One Man's Trash | @krazydiamond

Start from the beginning
                                    

I yelped and leapt back, tripping over another piece of debris because these sort of encounters demanded I put myself in as much peril as humanly possible. Scuttling back on my butt, I hit the far wall, hyperventilating as the lump shuddered.

"P-p-p-ex! I need you!" Where was that blasted droid when I needed it? I froze with a small keening sound as the lump collapsed on itself, ejecting a white furry ball that rolled free. A fur ball?

The ball came to a stop a few feet away, unfurling on its fuzzy white back to reveal a dozen spindly legs, jointed like some space pillbug, before the creature managed to flip itself over. The fur settled. My eye twitched. I found myself cornered by a space Pekinese. I must have made a sound as the furry creature turned to look at me. We stared at one another for what felt like hours. It was probably seconds. Those soulless, shiny black eyes peered into the dark recesses of my mind.

"Prrfff?' It chirped.

"What?" I yipped as it undulated toward me, my surviving instincts coming through as I froze like I've been ejected into freaking space without a helmet as the creature crawled right up my chest and snuffled at my face. "I promise I'll never fudge my haul records again."

I jerked at a feeling of wetness swiping across my chin as the creatures legs kneaded my chest before...it curled up and started purring. The urge to void my bladder slowly eased, nearly undone as Pex poked his head around the corner.

"You have need of my services Hague?"

I bit down on the shout, the creature grumbling softly and resettling on my chest. "I think I've been adopted."

"I'm sorry, I do not compute your request."

"Useless bucket of bolts."

***

Mr. Tibbles was quite cuddly for a deep space ferret bug. After managing to disentangle the creature from my lap without pissing myself, I retrieved the scanner. Whatever the ferret bug was, it blatantly refused to register as a life form on the scanner. I had several choice words with the scanner. Whatever, I count myself lucky it's friendly and tolerable of me and Pex, however, I have no idea how the little guy survived out there. Guy? Girl? Mr. Tibbles didn't do much the first 48 hours other than sleep in my lap in various adorable positions.

Ridiculously soft, softer than kittens, and clouds, and dandelion fluff, I can't stand it, I can't stop petting it. Judging by the purr, like a compact laser saw, Mr. Tibbles enjoyed the sensation. I guess floating in space for who knows how long exhausted him. This morning I woke to him rocking side to side on my chest, watching me sleep with those mismatched black eyes. Slightly creepy, but I gave it a pass after he 'prfed' a good morning and rolled free. Unfortunately, after thoroughly turning his nose up to the protein mush, not sure how I'm gonna feed Mr. Tibbles. The answer wasn't any clearer as he skittered along by my ankles, emitting little chirps and merps as I went through the morning routine.

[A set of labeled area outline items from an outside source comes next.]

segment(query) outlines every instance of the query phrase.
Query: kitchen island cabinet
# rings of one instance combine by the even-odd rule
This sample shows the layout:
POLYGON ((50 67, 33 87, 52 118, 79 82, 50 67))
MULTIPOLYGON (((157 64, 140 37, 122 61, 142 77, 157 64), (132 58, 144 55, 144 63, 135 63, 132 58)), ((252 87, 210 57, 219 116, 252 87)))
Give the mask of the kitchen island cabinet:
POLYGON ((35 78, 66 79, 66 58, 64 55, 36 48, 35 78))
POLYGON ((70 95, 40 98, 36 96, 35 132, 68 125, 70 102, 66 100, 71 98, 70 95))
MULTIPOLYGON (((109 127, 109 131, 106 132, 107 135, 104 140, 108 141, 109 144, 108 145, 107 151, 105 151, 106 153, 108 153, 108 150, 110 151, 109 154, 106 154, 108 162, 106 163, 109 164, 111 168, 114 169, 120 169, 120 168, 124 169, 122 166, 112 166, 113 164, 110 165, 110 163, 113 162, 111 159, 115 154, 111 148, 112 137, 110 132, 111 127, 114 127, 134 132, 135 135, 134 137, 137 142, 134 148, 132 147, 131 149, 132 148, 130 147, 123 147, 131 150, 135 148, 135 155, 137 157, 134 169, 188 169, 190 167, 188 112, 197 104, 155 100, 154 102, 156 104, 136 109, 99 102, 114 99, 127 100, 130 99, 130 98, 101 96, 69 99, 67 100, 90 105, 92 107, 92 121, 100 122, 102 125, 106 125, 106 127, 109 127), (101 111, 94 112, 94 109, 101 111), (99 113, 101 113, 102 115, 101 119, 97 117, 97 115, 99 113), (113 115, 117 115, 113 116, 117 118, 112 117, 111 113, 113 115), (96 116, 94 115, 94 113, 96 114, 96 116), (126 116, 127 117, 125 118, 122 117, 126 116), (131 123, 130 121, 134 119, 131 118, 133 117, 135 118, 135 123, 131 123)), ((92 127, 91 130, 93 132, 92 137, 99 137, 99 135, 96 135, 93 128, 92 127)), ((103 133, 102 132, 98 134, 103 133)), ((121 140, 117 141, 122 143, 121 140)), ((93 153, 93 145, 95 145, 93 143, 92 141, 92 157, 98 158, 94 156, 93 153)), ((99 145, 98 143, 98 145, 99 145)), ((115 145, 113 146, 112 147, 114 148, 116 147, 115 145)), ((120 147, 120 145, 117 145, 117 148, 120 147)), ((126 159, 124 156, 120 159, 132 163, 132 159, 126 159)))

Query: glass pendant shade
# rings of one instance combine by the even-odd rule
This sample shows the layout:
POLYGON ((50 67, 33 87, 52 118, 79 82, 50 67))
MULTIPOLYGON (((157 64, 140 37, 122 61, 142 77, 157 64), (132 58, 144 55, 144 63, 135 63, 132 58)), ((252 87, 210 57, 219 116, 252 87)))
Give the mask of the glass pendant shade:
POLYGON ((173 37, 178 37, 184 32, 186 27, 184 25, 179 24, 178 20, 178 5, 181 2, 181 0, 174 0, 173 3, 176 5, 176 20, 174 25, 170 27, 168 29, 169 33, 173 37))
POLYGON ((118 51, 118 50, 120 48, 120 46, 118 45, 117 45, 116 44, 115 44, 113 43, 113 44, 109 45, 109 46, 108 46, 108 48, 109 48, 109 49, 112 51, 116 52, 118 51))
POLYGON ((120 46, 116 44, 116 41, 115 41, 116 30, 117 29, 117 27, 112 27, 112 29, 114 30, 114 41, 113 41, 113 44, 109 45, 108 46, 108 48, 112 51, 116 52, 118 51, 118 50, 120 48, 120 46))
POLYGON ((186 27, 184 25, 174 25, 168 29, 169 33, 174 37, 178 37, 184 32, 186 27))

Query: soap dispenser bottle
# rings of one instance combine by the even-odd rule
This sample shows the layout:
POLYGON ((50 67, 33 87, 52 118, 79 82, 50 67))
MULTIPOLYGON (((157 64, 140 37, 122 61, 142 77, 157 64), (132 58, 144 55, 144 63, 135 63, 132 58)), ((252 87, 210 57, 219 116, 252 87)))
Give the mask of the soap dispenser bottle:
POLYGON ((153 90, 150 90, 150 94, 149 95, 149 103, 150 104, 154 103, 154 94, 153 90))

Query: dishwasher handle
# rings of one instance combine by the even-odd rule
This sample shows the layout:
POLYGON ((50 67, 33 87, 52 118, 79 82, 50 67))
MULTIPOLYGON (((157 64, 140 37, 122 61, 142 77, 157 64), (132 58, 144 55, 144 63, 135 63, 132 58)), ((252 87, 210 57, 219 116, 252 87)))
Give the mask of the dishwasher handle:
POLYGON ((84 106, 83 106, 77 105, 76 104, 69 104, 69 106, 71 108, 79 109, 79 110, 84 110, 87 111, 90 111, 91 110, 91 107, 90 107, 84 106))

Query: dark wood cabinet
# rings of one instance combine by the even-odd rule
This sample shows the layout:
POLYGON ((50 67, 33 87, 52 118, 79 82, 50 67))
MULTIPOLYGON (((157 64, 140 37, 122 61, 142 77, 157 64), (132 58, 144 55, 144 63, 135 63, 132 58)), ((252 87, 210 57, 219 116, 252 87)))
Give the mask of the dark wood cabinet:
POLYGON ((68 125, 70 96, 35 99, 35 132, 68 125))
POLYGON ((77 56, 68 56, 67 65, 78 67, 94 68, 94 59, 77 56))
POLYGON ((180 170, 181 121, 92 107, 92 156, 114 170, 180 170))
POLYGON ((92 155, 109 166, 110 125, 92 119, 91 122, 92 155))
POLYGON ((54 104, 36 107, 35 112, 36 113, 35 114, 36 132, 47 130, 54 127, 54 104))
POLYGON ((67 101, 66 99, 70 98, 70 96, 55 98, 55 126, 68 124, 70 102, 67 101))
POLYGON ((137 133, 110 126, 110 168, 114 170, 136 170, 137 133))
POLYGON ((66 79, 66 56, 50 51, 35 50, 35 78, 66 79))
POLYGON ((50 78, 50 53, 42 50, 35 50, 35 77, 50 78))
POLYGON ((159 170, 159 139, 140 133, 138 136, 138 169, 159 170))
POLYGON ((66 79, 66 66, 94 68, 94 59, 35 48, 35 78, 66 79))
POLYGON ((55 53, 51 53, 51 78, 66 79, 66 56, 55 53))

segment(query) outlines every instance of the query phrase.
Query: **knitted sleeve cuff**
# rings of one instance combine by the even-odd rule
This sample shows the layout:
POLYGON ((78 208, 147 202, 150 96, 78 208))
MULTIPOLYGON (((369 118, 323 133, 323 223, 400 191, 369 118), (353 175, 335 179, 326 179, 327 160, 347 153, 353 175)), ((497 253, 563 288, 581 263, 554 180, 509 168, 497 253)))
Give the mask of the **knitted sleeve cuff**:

"Morning Pex, what's the status on our latest haul?"

"I am sorry Hague, I do not compute the question."

"Do you ever say anything else?"

"Yes."

"Wonderful."

The crunch exploded into the closed space of the storage bay. I've never seen an android flinch before.

"What the hell?"

"I am sorry Hague, I do not compute the question."

"Oh shut up!"

I spun around, feeling my brows hit my hairline at the sight of Mr. Tibbles contentedly munching on a piece of scrap metal. "That is unexpected." To my horror, the beast opened its maw, much wider than its physiology suggested possible, revealing a veritable trash compactor of a mouth, chock full of teeth facing in a mish mash of directions. That mouth was a train wreck. It bit down on the hull plating, neatly taking away a massive chunk that it chewed with a shocking lack of noise, as if the fur was a muffler. Okay, I'm not proud, I stared at the ferret bug space goat eating my trash haul for several minutes before Pex politely coughed. I glared at the droid. I'm 70% sold on the idea the 'I am sorry Hague, I do not compute the question,' is some twisted AI sense of humor.